A couple of days ago I had a sudden panic when all of a sudden my Virtual Machines began to shut down. You can only imagine how bad this can be when a fully redundant system, simply fails. As I began looking into the issue, I start to receive errors that some of my LUN’s on my brand new EVA had reached capacity.
Baffled as you can imagine I began to look at my usage in VMware and found that I still had approx 180 Gig available. When I opened up the datastore I noticed that my VM’s had a massive amount of snapshots that have piled up in the directories.
We use a utility called Backup Exec from Symantec to provide a backup utility for our entire production environment. One of the plugins for Backup Exec allows you to make backups of your VMDK’s. When BE makes backups of these files it makes a call to VMware and creates a snapshot of the VM at that moment. If for whatever reason the backup job fails, the snapshot is not deleted and it becomes the current working version of the VM. After several failed jobs this began to pile up for the VM’s and the LUN ran out of room.

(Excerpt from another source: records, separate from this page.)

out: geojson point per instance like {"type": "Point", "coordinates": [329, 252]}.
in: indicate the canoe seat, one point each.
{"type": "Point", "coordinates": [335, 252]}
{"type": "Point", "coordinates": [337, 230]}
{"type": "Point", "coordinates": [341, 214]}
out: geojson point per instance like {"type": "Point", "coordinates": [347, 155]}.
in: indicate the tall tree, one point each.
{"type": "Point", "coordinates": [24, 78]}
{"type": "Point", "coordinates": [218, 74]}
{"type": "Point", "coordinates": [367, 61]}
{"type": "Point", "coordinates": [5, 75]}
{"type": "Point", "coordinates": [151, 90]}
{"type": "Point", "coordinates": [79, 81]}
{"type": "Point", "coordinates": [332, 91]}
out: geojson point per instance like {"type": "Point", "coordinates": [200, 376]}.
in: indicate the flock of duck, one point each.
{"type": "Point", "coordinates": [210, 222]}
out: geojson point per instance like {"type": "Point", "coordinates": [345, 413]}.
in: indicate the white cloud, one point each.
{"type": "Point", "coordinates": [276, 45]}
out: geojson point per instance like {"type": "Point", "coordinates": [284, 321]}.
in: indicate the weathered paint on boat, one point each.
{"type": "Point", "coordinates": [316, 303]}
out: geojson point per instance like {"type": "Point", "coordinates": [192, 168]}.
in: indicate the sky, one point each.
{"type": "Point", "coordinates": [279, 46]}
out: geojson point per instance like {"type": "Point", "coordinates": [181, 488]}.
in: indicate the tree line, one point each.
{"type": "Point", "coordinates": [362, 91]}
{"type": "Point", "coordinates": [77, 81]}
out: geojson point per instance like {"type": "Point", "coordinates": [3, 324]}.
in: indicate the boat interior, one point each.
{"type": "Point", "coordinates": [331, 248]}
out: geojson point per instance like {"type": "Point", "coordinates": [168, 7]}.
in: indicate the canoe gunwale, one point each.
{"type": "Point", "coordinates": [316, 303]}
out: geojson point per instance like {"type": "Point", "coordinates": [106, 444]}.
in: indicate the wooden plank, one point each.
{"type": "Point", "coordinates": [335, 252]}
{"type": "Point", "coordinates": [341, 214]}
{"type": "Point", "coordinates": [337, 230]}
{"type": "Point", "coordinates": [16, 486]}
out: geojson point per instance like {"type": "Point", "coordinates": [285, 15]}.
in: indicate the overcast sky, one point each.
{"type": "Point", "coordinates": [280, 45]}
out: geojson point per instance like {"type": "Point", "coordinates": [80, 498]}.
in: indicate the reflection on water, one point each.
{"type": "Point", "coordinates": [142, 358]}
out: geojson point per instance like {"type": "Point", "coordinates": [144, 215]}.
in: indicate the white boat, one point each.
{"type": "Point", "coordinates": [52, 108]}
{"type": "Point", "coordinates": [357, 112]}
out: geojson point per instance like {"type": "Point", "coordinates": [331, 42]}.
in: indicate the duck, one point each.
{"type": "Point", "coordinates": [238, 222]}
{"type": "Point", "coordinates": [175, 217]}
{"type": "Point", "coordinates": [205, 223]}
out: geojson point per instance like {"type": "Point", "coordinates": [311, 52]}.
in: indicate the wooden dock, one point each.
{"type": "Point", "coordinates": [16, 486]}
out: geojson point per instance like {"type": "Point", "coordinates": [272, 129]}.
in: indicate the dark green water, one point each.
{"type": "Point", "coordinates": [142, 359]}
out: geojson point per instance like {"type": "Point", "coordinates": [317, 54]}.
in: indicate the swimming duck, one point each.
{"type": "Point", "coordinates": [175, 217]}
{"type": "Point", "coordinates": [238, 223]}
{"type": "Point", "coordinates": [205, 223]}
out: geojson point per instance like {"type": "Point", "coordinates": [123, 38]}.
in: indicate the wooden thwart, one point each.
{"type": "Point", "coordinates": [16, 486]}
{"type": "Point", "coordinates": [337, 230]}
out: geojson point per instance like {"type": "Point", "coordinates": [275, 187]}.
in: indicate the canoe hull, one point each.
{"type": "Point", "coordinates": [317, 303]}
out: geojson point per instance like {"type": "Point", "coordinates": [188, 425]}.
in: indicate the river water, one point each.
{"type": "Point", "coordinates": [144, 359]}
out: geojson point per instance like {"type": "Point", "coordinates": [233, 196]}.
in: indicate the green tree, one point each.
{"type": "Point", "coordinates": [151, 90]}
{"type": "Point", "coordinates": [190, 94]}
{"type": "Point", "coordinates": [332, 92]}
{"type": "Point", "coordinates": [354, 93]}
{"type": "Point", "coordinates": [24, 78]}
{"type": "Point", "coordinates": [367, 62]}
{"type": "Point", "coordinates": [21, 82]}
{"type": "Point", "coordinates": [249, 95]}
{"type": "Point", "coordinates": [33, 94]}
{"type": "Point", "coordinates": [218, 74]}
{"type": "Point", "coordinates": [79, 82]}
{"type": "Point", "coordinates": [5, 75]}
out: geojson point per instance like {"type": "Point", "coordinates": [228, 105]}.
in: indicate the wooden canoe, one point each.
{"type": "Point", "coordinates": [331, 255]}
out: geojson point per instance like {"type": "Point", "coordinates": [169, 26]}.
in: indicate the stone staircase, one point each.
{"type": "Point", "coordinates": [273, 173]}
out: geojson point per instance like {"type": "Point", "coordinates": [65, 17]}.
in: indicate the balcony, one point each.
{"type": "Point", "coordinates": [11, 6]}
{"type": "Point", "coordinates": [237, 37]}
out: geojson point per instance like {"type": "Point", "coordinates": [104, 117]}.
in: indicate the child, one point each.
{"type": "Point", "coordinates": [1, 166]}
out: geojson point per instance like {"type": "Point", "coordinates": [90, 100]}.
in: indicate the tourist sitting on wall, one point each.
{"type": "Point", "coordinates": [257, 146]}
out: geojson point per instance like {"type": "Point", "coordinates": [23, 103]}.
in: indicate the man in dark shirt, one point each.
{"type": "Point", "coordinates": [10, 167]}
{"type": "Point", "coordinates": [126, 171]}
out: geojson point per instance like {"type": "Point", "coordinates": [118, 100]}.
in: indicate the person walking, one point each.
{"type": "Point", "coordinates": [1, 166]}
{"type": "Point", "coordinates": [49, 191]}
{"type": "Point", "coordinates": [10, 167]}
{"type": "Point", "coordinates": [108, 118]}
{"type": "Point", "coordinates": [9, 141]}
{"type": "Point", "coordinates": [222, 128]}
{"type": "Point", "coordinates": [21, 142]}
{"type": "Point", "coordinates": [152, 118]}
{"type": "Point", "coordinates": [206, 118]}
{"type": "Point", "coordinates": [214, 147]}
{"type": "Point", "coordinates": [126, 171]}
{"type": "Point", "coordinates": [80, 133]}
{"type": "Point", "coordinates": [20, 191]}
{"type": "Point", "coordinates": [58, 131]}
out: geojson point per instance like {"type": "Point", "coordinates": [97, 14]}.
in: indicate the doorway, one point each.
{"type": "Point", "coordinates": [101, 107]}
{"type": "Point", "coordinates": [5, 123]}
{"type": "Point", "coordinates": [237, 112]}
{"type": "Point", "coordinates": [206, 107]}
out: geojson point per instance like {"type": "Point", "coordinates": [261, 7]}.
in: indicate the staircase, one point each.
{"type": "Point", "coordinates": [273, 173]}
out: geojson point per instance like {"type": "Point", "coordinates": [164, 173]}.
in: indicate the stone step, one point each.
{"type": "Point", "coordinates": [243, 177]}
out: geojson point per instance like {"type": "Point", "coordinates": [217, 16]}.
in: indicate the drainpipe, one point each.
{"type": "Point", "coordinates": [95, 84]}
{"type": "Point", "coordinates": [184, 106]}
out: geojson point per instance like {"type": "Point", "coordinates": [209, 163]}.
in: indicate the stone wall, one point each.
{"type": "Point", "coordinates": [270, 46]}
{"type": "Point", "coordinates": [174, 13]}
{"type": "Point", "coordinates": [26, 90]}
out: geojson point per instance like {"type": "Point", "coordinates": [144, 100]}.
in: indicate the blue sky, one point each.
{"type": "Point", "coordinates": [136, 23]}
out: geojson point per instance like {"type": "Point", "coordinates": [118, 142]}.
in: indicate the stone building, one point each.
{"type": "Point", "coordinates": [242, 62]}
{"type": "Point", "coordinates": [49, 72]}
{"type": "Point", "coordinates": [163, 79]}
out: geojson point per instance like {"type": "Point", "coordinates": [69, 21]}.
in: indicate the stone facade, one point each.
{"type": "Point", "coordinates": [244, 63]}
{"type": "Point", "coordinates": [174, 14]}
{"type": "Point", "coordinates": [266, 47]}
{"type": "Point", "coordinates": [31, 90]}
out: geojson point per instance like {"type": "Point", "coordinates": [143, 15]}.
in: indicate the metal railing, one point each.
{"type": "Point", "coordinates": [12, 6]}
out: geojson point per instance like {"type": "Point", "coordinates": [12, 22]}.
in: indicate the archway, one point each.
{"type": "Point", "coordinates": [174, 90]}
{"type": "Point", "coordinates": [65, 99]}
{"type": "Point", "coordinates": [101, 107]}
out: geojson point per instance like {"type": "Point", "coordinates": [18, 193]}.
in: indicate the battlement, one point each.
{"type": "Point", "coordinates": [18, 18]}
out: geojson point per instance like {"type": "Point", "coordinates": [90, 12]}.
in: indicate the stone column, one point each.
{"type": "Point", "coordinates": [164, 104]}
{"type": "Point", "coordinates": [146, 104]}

Well as you remember I told you that when I looked at the LUN I had 180 Gig available. Well unknown to me that coupled with the fact that my LUN had run out of space but now VMware was not reporting my usage correctly. What this caused was a failure of the alarms triggering to tell me that my LUN utilization was getting high.
After calling VMware to assist me with getting my environment back online and clear out all my snapshots, I found the issue with the alarms not triggering. The recommendation was to edit your datastore alerts and make a change to it in some way so that when you click ok, VCenter server will reset the trigger and start to poll the actual datastore size at that moment.
After all is said and done I have learned and am now passing on to all of you. Always check your backups and make sure that there is no snapshots left behind that were not cleaned up. I have also learned to double check my usage stats and look more closely at VSphere client for anomalies.